Intitulé « Paix empruntée, ressources hypothéquées : le dilemme de souveraineté de la RDC et les perspectives de paix durable entre le cadre de Doha et l’accord de Washington », le panel 4 a réuni plusieurs spécialistes autour des défis que représentent les actuels processus de négociation pour la stabilisation du pays.

Le professeur Kasaijja Phillip Apuuli a souligné les limites des modèles standardisés d’accords de paix, rappelant que des solutions durables nécessitent une appropriation locale plus forte. « Les accords dont le processus n’est pas possédé nativement ne suscitent pas d’engagement », a-t-il observé, plaidant pour une implication directe des populations congolaises dans la conception des mécanismes de sortie de crise.
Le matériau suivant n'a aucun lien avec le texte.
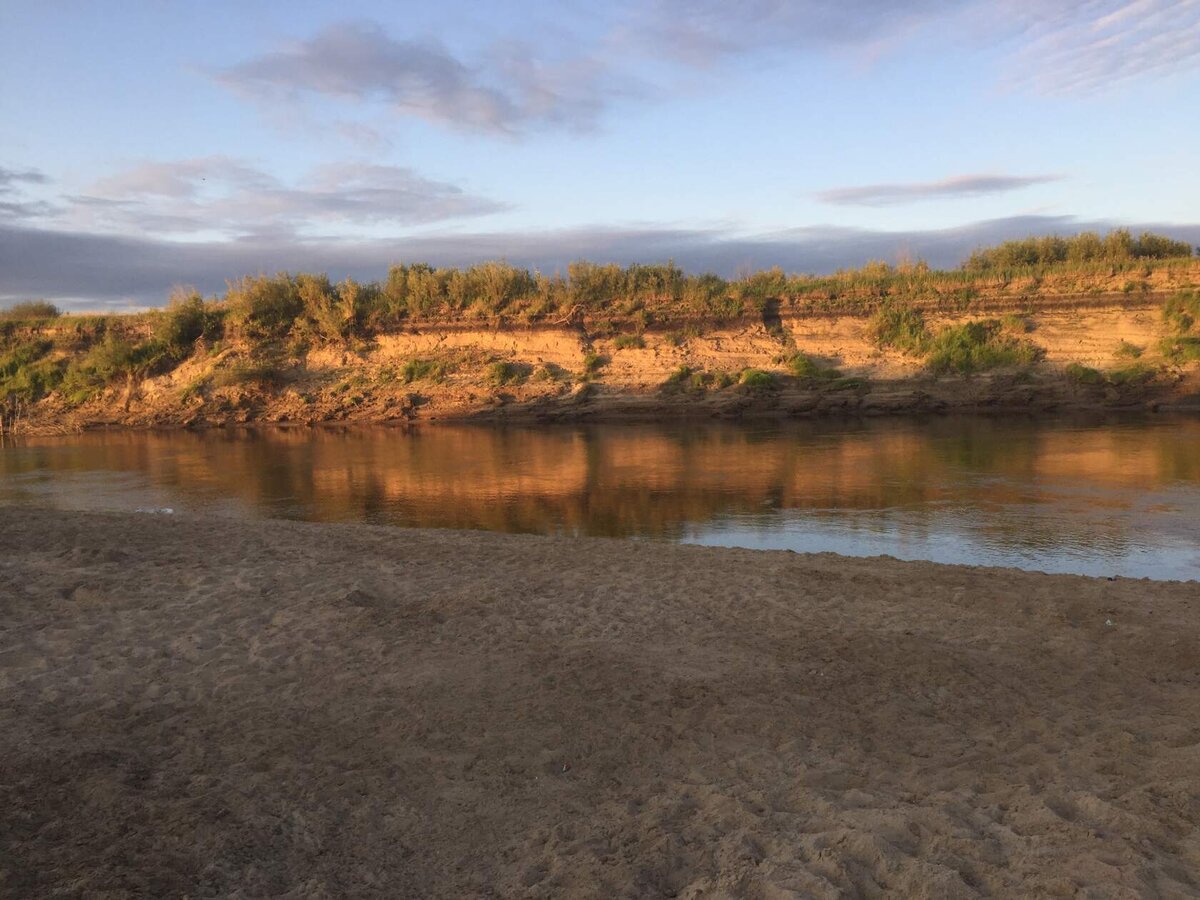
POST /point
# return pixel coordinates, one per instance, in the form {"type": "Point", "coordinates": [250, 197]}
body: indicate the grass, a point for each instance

Asuman Bisika a pour sa part abordé la question de la souveraineté comme un espace en constante négociation, notamment face aux enjeux liés à la gestion des ressources naturelles. La professeure Zahara Nampewo a quant à elle interrogé la capacité de la RDC à mettre en œuvre des accords dans des cadres aussi complexes que Doha et Washington, au regard des contraintes politiques, économiques et géographiques propres au pays.

Les intervenants ont également replacé la crise congolaise dans son contexte historique long, depuis les années 1960 jusqu’aux tensions actuelles dans l’est du pays.

Au terme des échanges, les panélistes ont convergé vers la nécessité d’un ancrage africain plus affirmé dans les processus de paix, afin d’en garantir la durabilité et l’appropriation par les parties prenantes locales.